The Hill - re-posted by request

The Hill

If you laid down in the field behind my parents' house on a summer day you would hear birds chirping, a far off lawn mower and the distant whine of a dirt bike engine. You would hear the buzz of an insect and eventually the roar of an airplane coming in for a landing. Roaring so low you would wave to the pilot and almost see the sunlight glint off of his sunglasses.

If you laid there in the field, you would be surrounded by the golden hay, sweet smell of hot soil and straw. A golden cradle, holding your arms and legs just above the ground. The puffed up clouds would slide slowly across the sky. The sound of bicycles whizzing by, heading to The Hill and the forts and the golf course. Through a broken chain-link fence, where the pine trees grow in perfect lines. Too perfect for Mother Nature to have planted.

If you crossed that field behind my parents' house you knew about the Grandfather Tree. You remember standing inside its trunk, arms wound tightly around you, scared to death that the dark and the damp harbored an eight-legged danger. There at its base, you stood with your head tipped back, looking straight up at its twisted limbs and gnarled branching stretching forever outward. Reaching for whoever would come to stand in awe at its beauty, its ageless and black form.

If you stood in that field and looked over at the house, (was it blue then? gray or white?), that held seven friends and then there were six. And you listened for their voices or a reason to visit. Two doors over, three of my nearest and dearest, one was sure to come my way.

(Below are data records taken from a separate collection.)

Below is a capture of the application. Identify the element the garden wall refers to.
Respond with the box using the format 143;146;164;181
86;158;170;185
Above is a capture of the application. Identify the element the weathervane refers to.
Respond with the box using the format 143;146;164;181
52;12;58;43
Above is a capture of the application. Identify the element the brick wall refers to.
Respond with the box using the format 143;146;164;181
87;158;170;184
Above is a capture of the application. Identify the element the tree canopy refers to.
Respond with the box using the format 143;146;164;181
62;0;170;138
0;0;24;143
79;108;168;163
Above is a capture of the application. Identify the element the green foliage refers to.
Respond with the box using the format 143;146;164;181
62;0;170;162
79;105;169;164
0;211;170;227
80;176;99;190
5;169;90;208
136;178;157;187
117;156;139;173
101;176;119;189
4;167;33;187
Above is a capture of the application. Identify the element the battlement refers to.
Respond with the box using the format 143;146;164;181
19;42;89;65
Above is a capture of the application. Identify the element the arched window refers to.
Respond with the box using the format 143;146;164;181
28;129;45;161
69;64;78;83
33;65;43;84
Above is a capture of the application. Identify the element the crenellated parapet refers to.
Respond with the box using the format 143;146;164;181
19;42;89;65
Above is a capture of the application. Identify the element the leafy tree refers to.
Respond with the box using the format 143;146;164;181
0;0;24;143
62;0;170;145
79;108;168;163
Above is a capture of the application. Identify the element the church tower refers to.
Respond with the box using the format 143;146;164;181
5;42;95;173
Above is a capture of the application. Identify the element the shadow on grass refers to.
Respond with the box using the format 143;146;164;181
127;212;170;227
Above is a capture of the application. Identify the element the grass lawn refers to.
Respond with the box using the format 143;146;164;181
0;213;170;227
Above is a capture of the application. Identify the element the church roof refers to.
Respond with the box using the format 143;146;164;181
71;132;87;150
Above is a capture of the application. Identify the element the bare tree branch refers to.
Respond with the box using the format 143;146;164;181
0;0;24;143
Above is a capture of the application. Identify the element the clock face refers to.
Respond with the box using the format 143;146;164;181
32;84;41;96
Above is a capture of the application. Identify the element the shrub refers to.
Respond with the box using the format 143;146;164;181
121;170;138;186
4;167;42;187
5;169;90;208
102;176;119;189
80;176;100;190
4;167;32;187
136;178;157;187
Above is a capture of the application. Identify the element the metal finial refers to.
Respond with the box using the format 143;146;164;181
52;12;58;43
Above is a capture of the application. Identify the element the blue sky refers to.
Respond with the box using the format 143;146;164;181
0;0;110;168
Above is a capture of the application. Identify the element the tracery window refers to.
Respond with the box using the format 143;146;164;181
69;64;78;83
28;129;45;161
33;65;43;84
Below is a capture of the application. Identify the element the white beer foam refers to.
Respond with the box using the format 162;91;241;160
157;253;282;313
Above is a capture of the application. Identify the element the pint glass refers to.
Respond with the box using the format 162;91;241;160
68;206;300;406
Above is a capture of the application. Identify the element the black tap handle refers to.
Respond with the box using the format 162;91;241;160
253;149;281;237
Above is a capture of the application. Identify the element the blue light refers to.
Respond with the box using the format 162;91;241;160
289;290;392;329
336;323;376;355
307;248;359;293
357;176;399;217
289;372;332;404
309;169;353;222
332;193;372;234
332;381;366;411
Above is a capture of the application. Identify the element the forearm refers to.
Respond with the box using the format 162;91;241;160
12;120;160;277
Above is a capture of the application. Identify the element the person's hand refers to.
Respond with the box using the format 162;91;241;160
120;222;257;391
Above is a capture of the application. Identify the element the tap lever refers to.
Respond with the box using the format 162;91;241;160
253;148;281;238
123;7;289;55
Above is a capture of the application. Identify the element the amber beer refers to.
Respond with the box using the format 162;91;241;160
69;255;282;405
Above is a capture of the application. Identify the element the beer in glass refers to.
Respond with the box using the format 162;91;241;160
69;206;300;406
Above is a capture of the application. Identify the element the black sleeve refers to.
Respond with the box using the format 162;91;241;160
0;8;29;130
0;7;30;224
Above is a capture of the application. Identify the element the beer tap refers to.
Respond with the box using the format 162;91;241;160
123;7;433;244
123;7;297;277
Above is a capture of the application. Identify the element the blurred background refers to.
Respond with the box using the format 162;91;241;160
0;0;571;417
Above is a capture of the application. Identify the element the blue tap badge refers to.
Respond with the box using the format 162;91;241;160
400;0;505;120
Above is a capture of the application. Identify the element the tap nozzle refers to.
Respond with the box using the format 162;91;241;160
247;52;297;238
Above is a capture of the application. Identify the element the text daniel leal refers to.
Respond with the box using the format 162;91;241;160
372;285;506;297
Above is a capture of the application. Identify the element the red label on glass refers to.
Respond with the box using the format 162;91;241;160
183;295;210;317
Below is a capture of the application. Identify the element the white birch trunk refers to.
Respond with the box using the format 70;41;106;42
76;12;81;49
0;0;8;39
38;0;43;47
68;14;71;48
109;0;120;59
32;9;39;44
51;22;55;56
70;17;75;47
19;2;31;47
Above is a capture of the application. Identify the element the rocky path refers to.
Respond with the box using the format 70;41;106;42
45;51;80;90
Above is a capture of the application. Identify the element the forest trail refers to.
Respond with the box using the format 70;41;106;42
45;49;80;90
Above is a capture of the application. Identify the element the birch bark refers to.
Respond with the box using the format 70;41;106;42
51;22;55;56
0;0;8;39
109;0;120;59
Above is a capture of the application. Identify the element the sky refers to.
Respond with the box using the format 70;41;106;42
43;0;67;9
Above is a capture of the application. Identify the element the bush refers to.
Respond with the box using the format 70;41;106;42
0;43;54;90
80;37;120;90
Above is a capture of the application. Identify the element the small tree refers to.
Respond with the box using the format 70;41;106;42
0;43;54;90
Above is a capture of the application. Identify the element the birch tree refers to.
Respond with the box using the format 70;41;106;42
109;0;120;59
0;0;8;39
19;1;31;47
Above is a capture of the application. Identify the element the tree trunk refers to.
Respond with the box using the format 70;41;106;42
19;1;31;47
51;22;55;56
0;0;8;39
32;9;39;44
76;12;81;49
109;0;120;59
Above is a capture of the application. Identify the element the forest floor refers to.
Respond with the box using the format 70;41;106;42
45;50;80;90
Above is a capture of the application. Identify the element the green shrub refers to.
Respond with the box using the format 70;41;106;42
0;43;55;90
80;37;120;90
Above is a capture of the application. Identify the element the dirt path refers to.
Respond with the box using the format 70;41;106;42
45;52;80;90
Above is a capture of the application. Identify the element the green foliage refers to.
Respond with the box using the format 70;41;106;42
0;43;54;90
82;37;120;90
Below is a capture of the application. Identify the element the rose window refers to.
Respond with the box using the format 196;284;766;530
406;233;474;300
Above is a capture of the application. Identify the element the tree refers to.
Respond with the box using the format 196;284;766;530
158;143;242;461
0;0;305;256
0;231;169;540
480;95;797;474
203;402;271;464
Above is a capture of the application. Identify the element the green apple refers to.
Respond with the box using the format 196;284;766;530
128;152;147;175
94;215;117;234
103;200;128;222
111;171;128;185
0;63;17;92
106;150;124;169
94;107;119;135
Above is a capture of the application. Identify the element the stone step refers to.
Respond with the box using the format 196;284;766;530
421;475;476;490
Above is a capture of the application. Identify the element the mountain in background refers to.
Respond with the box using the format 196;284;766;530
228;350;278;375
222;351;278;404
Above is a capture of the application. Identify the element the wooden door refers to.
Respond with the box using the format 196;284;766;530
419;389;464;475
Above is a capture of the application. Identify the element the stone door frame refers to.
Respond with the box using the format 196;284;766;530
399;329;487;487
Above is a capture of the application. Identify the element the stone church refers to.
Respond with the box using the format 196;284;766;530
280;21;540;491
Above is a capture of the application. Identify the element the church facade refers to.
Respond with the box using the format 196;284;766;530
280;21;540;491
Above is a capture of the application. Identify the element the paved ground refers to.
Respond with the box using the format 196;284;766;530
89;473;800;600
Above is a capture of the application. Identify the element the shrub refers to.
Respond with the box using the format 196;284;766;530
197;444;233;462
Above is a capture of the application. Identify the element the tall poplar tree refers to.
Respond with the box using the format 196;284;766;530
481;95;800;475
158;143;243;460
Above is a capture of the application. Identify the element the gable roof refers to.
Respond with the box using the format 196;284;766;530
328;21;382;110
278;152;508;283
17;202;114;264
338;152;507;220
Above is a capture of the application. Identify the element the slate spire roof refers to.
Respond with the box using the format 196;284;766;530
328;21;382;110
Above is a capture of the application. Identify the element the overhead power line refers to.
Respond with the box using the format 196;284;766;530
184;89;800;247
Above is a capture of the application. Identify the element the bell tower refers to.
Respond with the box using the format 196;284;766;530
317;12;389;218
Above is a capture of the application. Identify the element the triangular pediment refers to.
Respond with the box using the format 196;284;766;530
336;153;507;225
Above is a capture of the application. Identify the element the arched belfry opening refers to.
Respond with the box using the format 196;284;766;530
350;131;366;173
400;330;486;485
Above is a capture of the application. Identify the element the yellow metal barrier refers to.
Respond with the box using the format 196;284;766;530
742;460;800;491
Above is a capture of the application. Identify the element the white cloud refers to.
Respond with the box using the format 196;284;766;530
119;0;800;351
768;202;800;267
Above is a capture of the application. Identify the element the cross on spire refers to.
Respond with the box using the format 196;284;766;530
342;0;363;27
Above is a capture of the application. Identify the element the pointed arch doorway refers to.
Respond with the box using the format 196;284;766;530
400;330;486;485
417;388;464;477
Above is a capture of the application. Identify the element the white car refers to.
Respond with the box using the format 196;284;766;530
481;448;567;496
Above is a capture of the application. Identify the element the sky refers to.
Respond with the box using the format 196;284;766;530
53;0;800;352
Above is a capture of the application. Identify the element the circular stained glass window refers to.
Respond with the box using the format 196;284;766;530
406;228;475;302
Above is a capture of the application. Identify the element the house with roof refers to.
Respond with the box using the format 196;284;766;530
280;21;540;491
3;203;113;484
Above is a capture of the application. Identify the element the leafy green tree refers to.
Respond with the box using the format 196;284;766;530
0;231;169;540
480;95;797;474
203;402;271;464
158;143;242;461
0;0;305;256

One family. We were really one family. Dinners and sleepovers. Borrowed green tents from the green house with almost no green lawn. A puddle the size of a pond at the end of that driveway... a perfect runway for any respectable dirt bike.

If you knelt in that field behind my parents' house, you buried your beloved four-legged friends where the straw stopped and the trees started. Little crosses made out of sticks, long dead flowers and chalk-written eulogies. You held your friend's hand and cried at the pain, the loss and any other thing that begged for tears.

If you sat in that field, you knew the sheer bliss of hurtling down The Hill’s main trail on a plastic, saucer sled. Spinning and screaming all the way down. Only to have to trudge all the way back up again. Ice and snow finding its way inside a carefully covered mitten’s opening, inside a tucked pants bottom. Snowmobile boots couldn't protect you from The Hill's frozen promise of runny noses and red cheeks.

If you close your eyes, we're all still there. Looking up at the sun, lying in a field behind my parents' house.